I grandi presidenti tipo Berlusconi, Moratti e Sensi sono spariti dalla serie A. Quanto mancano queste figure al nostro calcio?
«Sono stati loro stessi a dire basta in maniera netta. Anche per questioni etiche e morali non avrebbero potuto reggere i grandi capitali che arrivano dall’Arabia, dall’Oriente e da altri Paesi. Si sono resi conto che non potevano più competere e, piuttosto che vivacchiare con i rispettivi club dei quali erano tifosi, hanno preferito rinunciare. Per Berlusconi e Moratti è stato doloroso, ma sono stati anche onesti perché non potevano fronteggiare l’arrivo delle corazzate straniere».
Berlusconi, dopo l’ultimo scudetto, voleva tornare nel Milan. È vero?
«Nelle ultime pagine del libro c’è una clamorosa rivelazione che farà battere il cuore ai tifosi del Milan...».
Di Pescara che ricordo ha?
«Ragazzi, come faccio a dimenticare quel Pescara-Milan 4-5 del 1992. Un ricordo indelebile. Pescara per me, e non solo, è lo stop con la caviglia e il gol di Marco Van Basten, che poi realizzerà una tripletta. Quel gol di Marco, il secondo, su cross di Savicevic, se non ricordo male, è la fotografia del suo talento. Quello è lo stop con la caviglia di Van Basten. Punto. Anche Galliani ricorda bene quell’episodio».

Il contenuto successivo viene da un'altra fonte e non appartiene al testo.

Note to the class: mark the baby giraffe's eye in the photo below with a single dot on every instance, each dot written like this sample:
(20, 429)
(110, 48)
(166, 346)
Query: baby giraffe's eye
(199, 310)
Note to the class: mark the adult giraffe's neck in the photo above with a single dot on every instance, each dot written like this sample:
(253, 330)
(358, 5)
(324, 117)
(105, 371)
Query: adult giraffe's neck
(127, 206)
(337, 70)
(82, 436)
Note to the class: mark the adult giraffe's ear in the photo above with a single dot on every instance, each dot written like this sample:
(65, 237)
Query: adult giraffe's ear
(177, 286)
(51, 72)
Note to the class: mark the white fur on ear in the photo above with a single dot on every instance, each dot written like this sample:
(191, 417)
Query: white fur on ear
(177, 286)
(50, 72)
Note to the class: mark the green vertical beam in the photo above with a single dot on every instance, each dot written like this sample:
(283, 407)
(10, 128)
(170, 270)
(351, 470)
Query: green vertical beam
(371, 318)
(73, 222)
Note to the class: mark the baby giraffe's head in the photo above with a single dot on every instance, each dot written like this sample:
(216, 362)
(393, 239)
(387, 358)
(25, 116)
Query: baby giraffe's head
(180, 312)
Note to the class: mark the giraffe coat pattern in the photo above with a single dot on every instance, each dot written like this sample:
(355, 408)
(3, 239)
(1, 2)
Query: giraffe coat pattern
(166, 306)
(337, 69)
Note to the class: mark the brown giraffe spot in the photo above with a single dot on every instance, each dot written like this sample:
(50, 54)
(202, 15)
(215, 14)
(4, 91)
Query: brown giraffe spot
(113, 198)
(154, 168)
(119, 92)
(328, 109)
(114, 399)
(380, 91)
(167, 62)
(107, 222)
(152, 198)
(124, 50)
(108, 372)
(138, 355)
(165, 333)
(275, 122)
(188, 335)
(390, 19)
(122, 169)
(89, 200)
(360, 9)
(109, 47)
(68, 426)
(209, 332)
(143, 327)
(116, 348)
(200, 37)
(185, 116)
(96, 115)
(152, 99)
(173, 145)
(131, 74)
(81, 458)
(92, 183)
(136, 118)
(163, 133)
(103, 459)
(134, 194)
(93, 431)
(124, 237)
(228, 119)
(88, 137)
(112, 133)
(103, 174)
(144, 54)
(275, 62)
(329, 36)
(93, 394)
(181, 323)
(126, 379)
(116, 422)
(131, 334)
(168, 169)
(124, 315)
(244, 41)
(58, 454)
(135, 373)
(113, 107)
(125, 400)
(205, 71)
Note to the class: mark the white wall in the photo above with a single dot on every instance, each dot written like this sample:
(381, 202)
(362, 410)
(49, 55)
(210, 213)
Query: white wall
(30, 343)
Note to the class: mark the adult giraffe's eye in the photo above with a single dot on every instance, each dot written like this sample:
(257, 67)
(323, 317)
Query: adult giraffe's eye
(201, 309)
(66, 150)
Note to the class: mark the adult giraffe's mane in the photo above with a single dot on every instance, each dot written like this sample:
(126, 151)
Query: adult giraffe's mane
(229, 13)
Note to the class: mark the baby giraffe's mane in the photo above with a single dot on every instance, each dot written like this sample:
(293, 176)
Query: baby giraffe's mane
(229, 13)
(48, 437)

E Giovanni Galeone se lo ricorda?
«Certo, la sua era una squadra innovativa. Galeone era un tecnico coraggioso».
Massimo Oddo, pescarese doc, ai tempi del Milan nelle sue telecronache lo soprannominò “Vicks VapoRub”. Perchè?
«Perché ogni suo cross era come il Vicks VapoRub, ti entrava nei polmoni, entrava aria pura».
Del Milan di quest’anno che cosa pensa?
«Siamo a fine luglio e la squadra è incompleta. Una risposta non posso darla, se non dopo il 17 agosto. È presto per dare giudizi, ma la stessa cosa la direi parlando di Roma e Juve. L’unica squadra che ha certezze è l’Inter che ha mantenuto gran parte dei giocatori».
Un giudizio su Fonseca?
«Dobbiamo scoprirlo. Abbiamo conosciuto 5 anni fa il Fonseca alla Roma e ora dobbiamo vedere che squadra avrà in rossonero. In Francia, l’anno scorso, è stato giudicato come il miglior allenatore con il Lille. Bisogna vedere in Italia cosa farà. Sarebbe sciocco giudicare ora».